Heute hatte ich Besuch in meinem Unterricht. Von Erwachsenen. Von Erwachsenen aus einem fernen Land. Lehramtsstudenten. Paßte mir eigentlich gar nicht, denn ich wollte doch einen food-Vokabeltest schreiben und dann ein popliges Arbeitsblatt ausfüllen lassen. Habe ich also alles spontan umgestellt und es gab FOOD BINGO!!!! Yeahhhh!!!!
Bevor die Studenten kamen habe ich die Schüler geimpft: „Wir kriegen heute Besuch. Von Erwachenen.“
Ibrahim gleich darauf: „Ahhh, da sollen wir uns benehmen.“
„Ihr sollt euch immer benehmen, nicht nur wenn Besuch kommt.“
„Aber in der Grundschule hatten wir auch immer Besuch, bei der einen Lehrerin und die haben dann geguckt, wie die Unterricht gemacht hat und da mußten wir uns immer sehr gut benehmen.“
„Ahh, eine Referendarin. Und habt ihr euch da benommen?“
„Ja, und dann gab es Schockolade.“
„Na, hier gibt es nichts.“
Der Besuch kommt. Sie wollen sich nach hinten setzen. Nichts da. Sie werden an die Gruppentische verteilt und sollen sich vorstellen. Sie sprechen kein deutsch. Günstig, dass wir Englischunterricht haben. Sie stellen sich vor – Name, Alter und was für ein Fach sie studieren. Sie sind jung. Anfang 20. In dem Alter bin ich noch ahnungs- und orientierungslos durch die Welt geturnt. Niemals hätte ich mich mit 22 in eine Schule begeben. Na ja, jedem das Seine (oder seine? Frl Krise – du sagen!)
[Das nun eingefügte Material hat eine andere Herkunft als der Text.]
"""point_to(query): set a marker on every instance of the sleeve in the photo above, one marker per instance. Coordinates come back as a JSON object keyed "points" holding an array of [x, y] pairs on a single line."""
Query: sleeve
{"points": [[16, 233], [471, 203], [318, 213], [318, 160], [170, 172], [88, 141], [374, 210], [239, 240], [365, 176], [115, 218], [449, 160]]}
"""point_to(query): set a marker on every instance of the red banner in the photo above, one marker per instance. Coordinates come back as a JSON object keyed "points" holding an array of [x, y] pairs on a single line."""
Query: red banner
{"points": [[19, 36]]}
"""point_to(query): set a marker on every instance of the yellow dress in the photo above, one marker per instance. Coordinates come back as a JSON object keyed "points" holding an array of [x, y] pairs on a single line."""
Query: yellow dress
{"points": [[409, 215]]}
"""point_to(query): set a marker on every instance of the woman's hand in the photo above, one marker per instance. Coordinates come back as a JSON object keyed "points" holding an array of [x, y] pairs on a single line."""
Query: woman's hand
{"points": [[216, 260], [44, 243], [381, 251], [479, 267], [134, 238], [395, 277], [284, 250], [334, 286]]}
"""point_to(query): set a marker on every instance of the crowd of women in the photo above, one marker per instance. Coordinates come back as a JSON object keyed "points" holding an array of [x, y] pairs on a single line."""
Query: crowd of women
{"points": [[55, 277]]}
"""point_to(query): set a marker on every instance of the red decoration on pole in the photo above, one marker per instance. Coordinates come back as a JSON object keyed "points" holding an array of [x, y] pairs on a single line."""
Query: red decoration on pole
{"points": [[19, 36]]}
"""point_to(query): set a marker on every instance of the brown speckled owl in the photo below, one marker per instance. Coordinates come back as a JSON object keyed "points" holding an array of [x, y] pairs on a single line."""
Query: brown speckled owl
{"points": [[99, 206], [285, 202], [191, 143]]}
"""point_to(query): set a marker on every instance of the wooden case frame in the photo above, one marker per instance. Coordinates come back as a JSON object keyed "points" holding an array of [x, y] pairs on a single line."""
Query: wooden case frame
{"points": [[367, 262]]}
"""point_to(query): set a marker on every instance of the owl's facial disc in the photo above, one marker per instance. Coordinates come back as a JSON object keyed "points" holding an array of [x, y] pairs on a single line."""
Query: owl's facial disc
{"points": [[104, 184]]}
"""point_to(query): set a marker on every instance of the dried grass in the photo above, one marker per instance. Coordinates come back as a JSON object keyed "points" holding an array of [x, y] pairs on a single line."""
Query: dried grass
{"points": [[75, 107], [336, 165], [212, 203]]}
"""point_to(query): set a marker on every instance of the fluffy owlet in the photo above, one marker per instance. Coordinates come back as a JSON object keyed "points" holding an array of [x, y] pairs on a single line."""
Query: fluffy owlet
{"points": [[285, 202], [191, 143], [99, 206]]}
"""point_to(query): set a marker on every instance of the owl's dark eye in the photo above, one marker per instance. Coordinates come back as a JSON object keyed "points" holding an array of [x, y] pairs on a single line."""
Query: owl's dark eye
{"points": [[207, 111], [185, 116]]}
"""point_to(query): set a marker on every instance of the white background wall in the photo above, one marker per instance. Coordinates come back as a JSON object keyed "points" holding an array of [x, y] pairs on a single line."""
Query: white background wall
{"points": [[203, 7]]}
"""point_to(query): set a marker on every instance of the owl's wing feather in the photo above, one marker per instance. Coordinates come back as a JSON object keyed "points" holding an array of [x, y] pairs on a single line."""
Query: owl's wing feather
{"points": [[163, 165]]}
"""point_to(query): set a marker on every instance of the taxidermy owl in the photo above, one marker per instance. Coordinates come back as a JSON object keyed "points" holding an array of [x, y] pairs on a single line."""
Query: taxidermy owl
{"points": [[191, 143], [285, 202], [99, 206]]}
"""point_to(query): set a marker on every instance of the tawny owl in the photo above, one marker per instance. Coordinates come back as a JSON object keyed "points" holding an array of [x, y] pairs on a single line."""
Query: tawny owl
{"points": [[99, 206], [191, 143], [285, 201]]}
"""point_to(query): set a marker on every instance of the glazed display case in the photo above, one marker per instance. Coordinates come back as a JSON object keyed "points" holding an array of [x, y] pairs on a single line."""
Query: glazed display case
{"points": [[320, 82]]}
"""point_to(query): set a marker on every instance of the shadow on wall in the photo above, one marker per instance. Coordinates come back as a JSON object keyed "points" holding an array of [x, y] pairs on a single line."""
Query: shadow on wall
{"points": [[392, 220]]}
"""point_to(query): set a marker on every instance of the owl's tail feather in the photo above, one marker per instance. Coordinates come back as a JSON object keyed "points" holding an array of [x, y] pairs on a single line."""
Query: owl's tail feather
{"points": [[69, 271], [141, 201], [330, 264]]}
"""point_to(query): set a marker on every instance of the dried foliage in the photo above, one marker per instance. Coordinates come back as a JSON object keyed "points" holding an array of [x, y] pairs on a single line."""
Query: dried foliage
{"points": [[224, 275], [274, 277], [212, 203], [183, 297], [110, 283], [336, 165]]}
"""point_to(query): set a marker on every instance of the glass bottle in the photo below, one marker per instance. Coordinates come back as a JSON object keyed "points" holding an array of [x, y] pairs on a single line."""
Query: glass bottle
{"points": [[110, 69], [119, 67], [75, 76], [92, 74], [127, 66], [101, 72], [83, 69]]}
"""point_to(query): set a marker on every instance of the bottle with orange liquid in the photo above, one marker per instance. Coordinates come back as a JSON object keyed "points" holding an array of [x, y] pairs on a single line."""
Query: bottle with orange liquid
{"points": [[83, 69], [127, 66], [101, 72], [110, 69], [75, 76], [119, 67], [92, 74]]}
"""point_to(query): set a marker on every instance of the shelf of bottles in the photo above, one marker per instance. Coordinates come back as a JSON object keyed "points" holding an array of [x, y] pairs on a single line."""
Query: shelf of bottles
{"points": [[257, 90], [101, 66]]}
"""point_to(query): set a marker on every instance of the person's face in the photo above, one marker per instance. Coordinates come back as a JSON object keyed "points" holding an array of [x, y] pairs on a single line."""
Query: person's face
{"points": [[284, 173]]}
Wir fangen mit Hangman an – haben wir so oft mit angefangen, dass ich einen Schüler an der Tafel abstellen kann. Ich setze mich neben Murat, der schon anfängt seine Macken zu kriegen (wie Samira sagen würde). Es läuft wunderbar. Nur das mit dem Melden noch nicht. Aber egal, die Schüler sind voll dabei und ich bin stolz. Dann FOOD BINGO!!!! Yeah, ich liebe Bingo. Weniger liebe ich es das Spiel zu erklären. Die meisten Schüler kennen es und die die es nicht kennen, werden es schon irgendwie raffen.
Es gibt leichte Verwirrung, die Lehramtsstudenten schreiben und schreiben. Sollen wahrscheinlich das Lehrerverhalten dokumentieren. Mir doch egal. Dann wird gespielt. Murat darf vorne sitzen und Kärtchen ziehen (aus einem Beutel, den mir Frau Dienstag genäht hat – die kann ja wirklich alles). Schinken – ham, coffee – Kaffee, vegetables – Gemüse, meat – Fleisch – BINGO!!!!! So geht das ungefähr 20 Minuten. Die Studenten spielen mit, gewinnen aber nie.
Als die Luft raus ist, hole ich das furzeinfache Arbeitsblatt raus (eigentlich sind es drei – sicher ist sicher) und lasse es verteilen. Konzentrierte Ruhe. Niemand ist überfordert und man zeigen mir mal den Schüler, der sich ernsthaft über Unterforderung beschweren würde.
Kurz vorm Klingeln lasse ich die Schüler in Gruppen noch mal die Vokabeln abfragen. Zufrienden stolziere ich durch die Klasse. Lief doch super. Plötzlich traue ich meinen Ohren nicht. An einem Tisch läuft eine angeregte Unterhaltung zwischen den Schülern und einer Lehramtsstudentin: „And did you come with the plane?“
„No. With the train.“
„And how many hours with the train?“
„Eight.“
„You like Berlin? Frau Freitag, was heißt Sehenswürdigkeiten?“
„Ich verwirrt: „Sights.“
„You see sights in Berlin?“
„No, not yet.“
Jetzt mischt sich Elva ein. Ich hatte ihr gerade in die Zensurenliste eine fünf eingetragen, weil sie nie mitmacht.
„You like shopping?“
„Yes.“ antwortet die Studentin und Elva ruft begeistert: „Ohhh I love shopping,too.“
Dann klingelt es. Die Schüler stürmen fröhlich aus dem Raum und lassen mich total verwirrt zurück. Woher soll ich denn wissen, dass die Englisch können? Meine Verwirrung lässt allerdings schnell wieder nach, denn in der folgenden Stunde kann ich mich mal wieder davon überzeugen, dass meine Klasse, sich nach drei Jahren Englisch bei mir jegliche Fremdsprachenkenntnisse abgewöhnt hat. Vielleicht sollte ich diese Siebtklässler schnell zur Realschulprüfung anmelden, bevor die noch so schlecht werden, wie meine Schüler.